Asymmetric Hydroamination

Amine synthesis is industrially important, from the energy-intensive but highly impactful production of ammonia, to pharmaceutical molecules. Commercial amine manufacturing often involves multistep processes to build C–N bonds, whereas the addition reaction of amines and olefins can provide new amines in a single step. Additional efficiencies may be realized with control over proximal or vicinal stereocenters. A number of challenges face hydroamination catalysis, both in terms of understanding mechanism of highly efficient catalysts and developing new stereocontrol.

ToRM-based Catalysts


We have studied a steries of oxazoline-based catalysts for the hydroamination of aminoalkene, using group 2 element-, rare earth element-, and group 4 metal-based catalysts. Monoanionic tris(oxazolinyl)borate ligands, such as ToM and ToT, give catalytically active group 2 catalysts.
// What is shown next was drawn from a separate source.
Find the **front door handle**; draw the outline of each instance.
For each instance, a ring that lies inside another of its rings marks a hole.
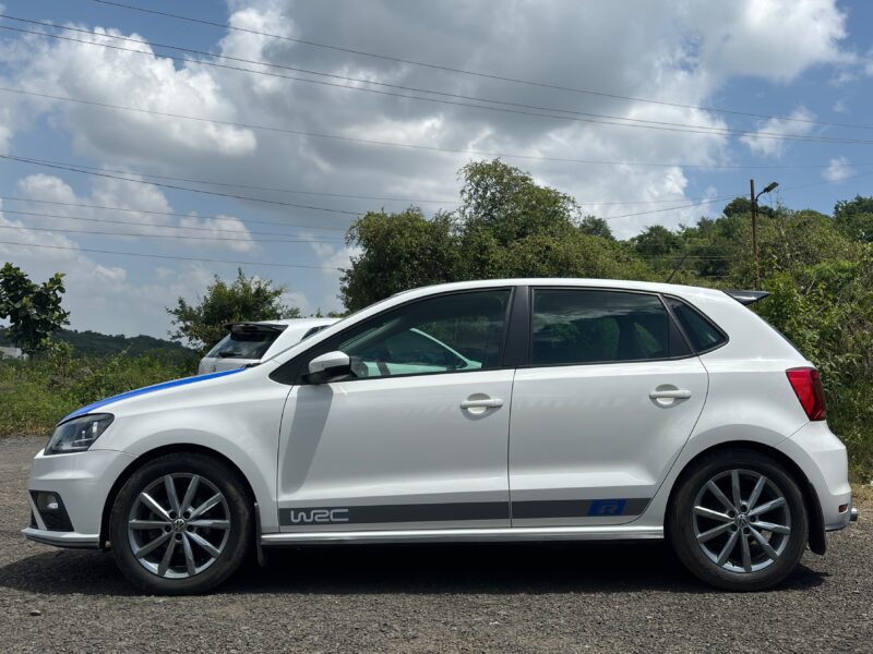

Through kinetic studies, the magnesium catalyst ToMMgMe provides a key mechanistic insight that two equivalents of aminoalkene for cyclization. Catalytic activity decreases with rare earth element-based ToMY(CH2SiMe3)2THF, and the group 4 complex ToMZr(NMe2)3 does not show catalytic conversion.

{PhB(OxR)2Cp}M-based Catalysts


Substitution of one oxazoline in the tris(oxazolinyl)borate ligands with a C5H4 group gives the dianionic ligand class {PhB(OxR)2Cp}. Catalysts supported by these ligands show a number of interesting features. Zirconium compounds catalyze hydroamination at room temperature and even down to -30 °C. Optically active derivatives, such as {PhB(OxiPr,Me2)2Cp}Zr(NMe2)2 provide five membered and seven membered cyclic amines with high enantioselectivity (up to 99%!) Interestingly, deuterium-substituted aminoalkenes (D2NR) undergo hydroamination with higher enantioselectivity than the unlabeled isotopomers (H2NR). Remarkably, the yttrium-based catalyst {PhB(OxtBu)2Cp}Y(CH2SiMe3)2 gives the mirror image product from the zirconium catalyst {PhB(OxtBu)2Cp}Zr(NMe2)2 supported by the identical ligand!